Стены коридоров увешаны гобеленами с разными символами Ордена: и с крестом, и с восьмиконечной звездой, и с парящим соколом. У входа в главный зал, где и проходит торжество, меня и Луизу встречают юноши.
— Этот ворот меня задушит, — жалуется Ру, постоянно поправляя воротник кафтана. — Это не мой размер!
— А надо было приходить на снятие мерок, а не вешать всё на меня, — замечает Данияр и сам расправляет складки кафтана. Выглядит он иначе. Не сурово, не угрюмо, а… Очень даже красиво. Белый цвет подчёркивает его слегка загорелое лицо, а воротник очерчивает благородный квадратный подбородок. Тёмные волосы зачёсаны назад, открывая лоб, от левого угла которого бежит широкая полоса шрама. Но если раньше рубец придавал Данияру грозности и мрачности, то теперь с раной он выглядит более мужественным и закалённым. При виде нас — точнее, при виде Луизы — Данияр замолкает, оборачиваясь к нам со слегка приоткрытым ртом, а взгляд серых глаз мечется из стороны в сторону, ища, за что можно зацепиться, кроме стражницы, которая действительно выглядит прекрасно.
Никогда не видела Данияра таким рассеянным. Обычно он собранный и серьёзный.
Волосы Ру теперь кажутся ещё более яркими и рыжими. Он даже не подумал их причесать или уложить: они всё так же всклочены и подняты вверх. Россыпь веснушек на носу стала ещё более заметнее, а золотая серьга блестит вместе с белоснежной улыбкой.

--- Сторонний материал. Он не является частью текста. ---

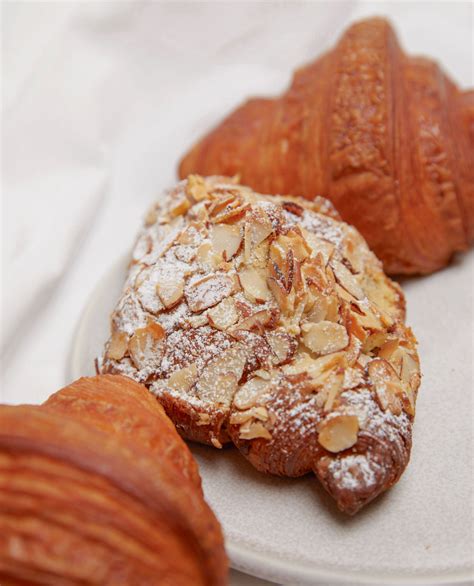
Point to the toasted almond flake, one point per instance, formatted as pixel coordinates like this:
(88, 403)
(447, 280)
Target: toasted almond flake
(224, 315)
(179, 207)
(239, 417)
(283, 346)
(118, 345)
(262, 374)
(319, 306)
(204, 419)
(183, 379)
(388, 348)
(196, 188)
(226, 240)
(254, 430)
(147, 346)
(387, 385)
(338, 433)
(258, 227)
(170, 291)
(250, 392)
(376, 340)
(216, 443)
(254, 285)
(151, 216)
(207, 257)
(256, 321)
(334, 387)
(208, 291)
(319, 245)
(196, 321)
(219, 380)
(346, 279)
(325, 337)
(285, 300)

Есения нигде не видно. Как и капитана.
— А где Александр? — спрашиваю я, вертя головой.
— Не можешь меня дождаться? — шелестит над ухом мягкий шёпот, заставив меня вздрогнуть и чуть не влепить говорящему хлёсткую оплеуху. Но капитана я узнаю быстро и оборачиваюсь, застывая.

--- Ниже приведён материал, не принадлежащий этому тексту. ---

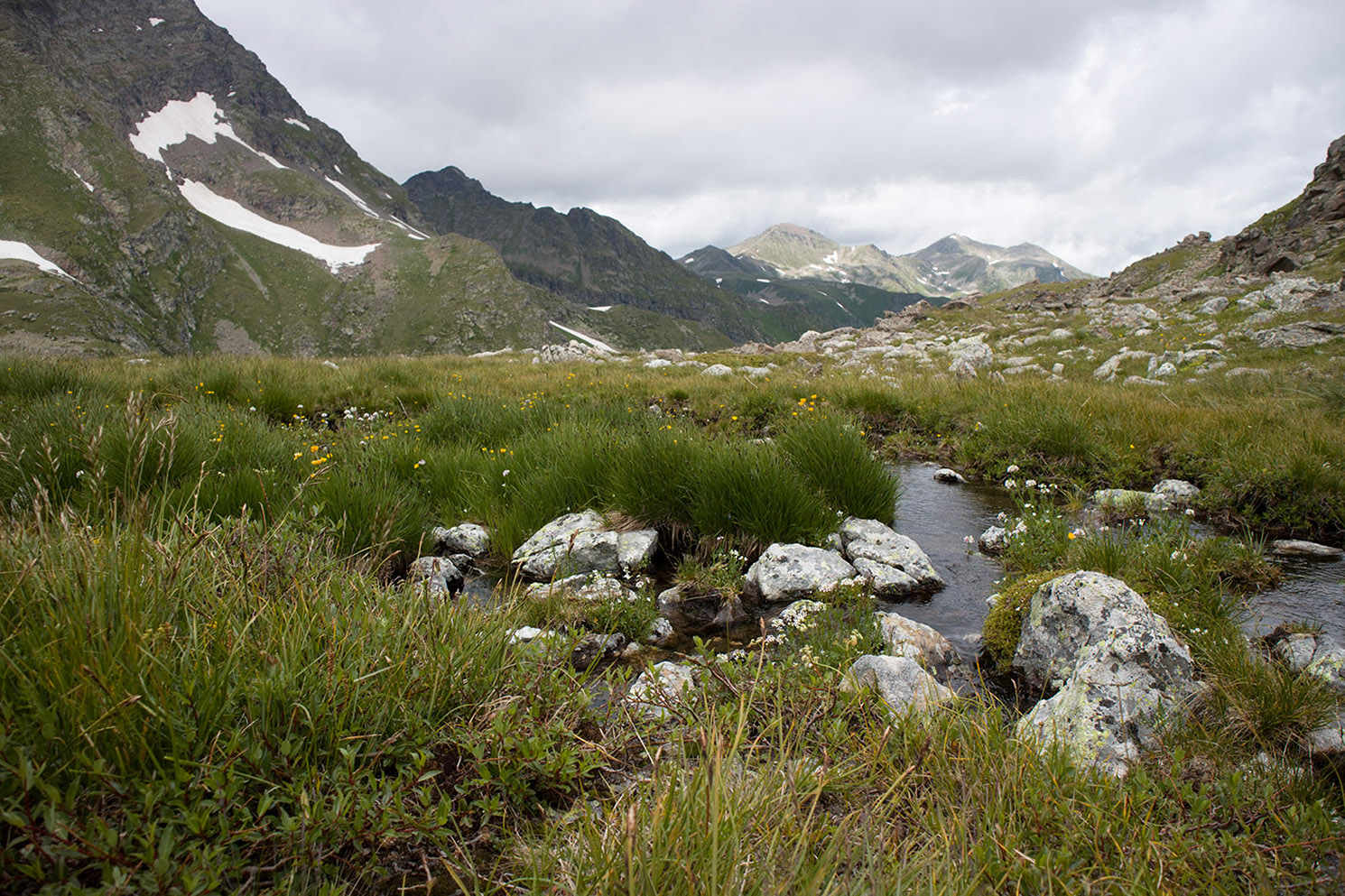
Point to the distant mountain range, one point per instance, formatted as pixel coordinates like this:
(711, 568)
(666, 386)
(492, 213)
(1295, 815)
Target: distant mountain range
(162, 191)
(955, 265)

Вот кому белый цвет точно к лицу. Он подчёркивает и бледность Александра, и его чёрные, немного вьющиеся волосы, и цепкий взгляд синих глаз. Уголки его губ приподняты в такой улыбке, которую я ещё не видела на его очерченном лице. В поистине настоящей. От этой улыбки моё сердце подскакивает, во рту пересыхает, а кончики пальцев леденеют.
— У тебя… — пылко говорит Александр и неожиданно запинается, словно его мысль обрывается так же скоро, как и появляется. — У тебя красивые волосы.
— С-спасибо.
То ли кто-то хлопает в ладоши, то ли Луиза ударяет себя по лбу.
Капитан протягивает мне руку.
— Пойдём?
Робко киваю, принимая приглашение, и он берёт меня под руку. Двери распахиваются, открывая роскошный зал, который — если я бы не знала — я ни за что бы не приняла за зал крепости Ордена.
Кругом сияют золото и серебро. Полы начищены до блеска, я и не думала, что они могут быть такими чистыми! У стен стоят длинные столы, что ломятся от угощений. По залу быстрыми шагами ходят слуги, разнося вкусности и напитки стражам. Музыку, доносящеюся тихой мелодией, практически не слышно из-за смеха и шумных разговоров членов Ордена, каждый из которых среди этого богатства и роскоши выглядит белым пятном с кубком в руках. Один из слуг подбегает к нам, предлагая выпивку. Александр с благодарностью берёт кубок с квасом, делая небольшой глоток.
— На выпивку, как всегда, решили не тратиться, — с вежливой улыбкой произносит он. — Всё равно результат один и тот же.
— Почему ты пьёшь, если не пьянеешь? — интересуюсь я. Луиза тем временем тащит Данияра к столам с угощениями, а Ру забалтывает слуг, жуя пастилу.
— Я пью ради вкуса. Он помогает… отвлечься. — Александр ставит недопитый квас на поднос мимо проходящего слуги, который ничего не замечает и предлагает выпивку другим стражам.
Александра останавливают стражники, на груди которых переливается серебряный дуб — генеральский символ. Капитан с вежливой улыбкой приветствует каждого так, точно знаком с тем или иным генералом всю жизнь, да и вообще они считают друг друга братьями. Александр также представляет и меня.
— А, это ты та самая девка, что выжила, когда дюжина кадетов полегла? — спрашивает генерал Кабанов, поглаживая светлую бороду.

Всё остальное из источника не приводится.